1935 年シカゴ美術学校を卒業後、ウェスターン・イリノイの連邦アート・プロジェクトの監督等を務めた。 ジャズ・グラフィック作家としての DSM は 1944 年である。彼は、当時著名なピアニストのメーリー・ルー・ウィリアムの 78 回転 SP 盤のアルバム「Mary LouWilliams Torio」の 3 枚組みジャケットをはじめて手掛け親交を結んでいた。

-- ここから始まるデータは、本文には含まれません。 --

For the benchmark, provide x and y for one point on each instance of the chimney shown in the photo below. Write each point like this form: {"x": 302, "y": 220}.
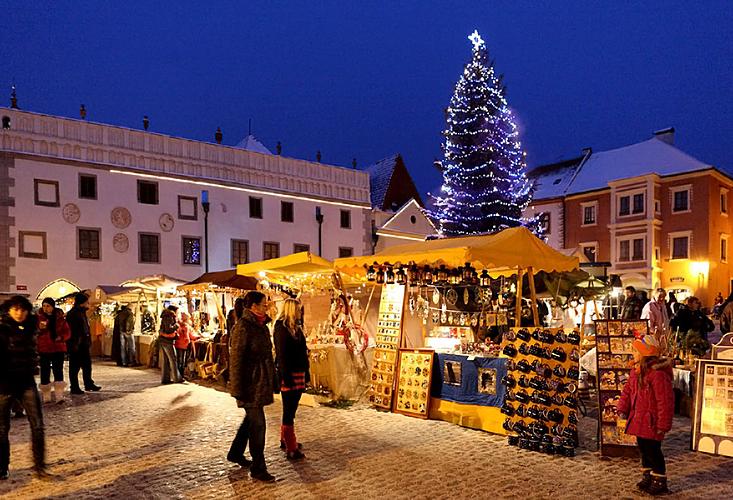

はメーリーの紹介もあり、アツシュ・レーベルのオーナー「モーゼス・アッシュ」に気に入られ、レーベル全てのアルバムアート・ディレクターに任命された。その後、Verve レコードのオーナー「ノーマン・グランツ」と関わり創世記のアート・ディレクターとして活躍。彼は当時出現した新しい長時間録音可能な 10 インチ(25cm)LPでその才能を発揮した。

 1960 年代以降は、『タイム』誌の表紙のイラストレーターの一人として活動。
DSM の描いた表紙には「ジョージ・ウォレス」「毛沢東」「ホー・チ・ミン」「毛沢東の妻(江青女史)」などがある。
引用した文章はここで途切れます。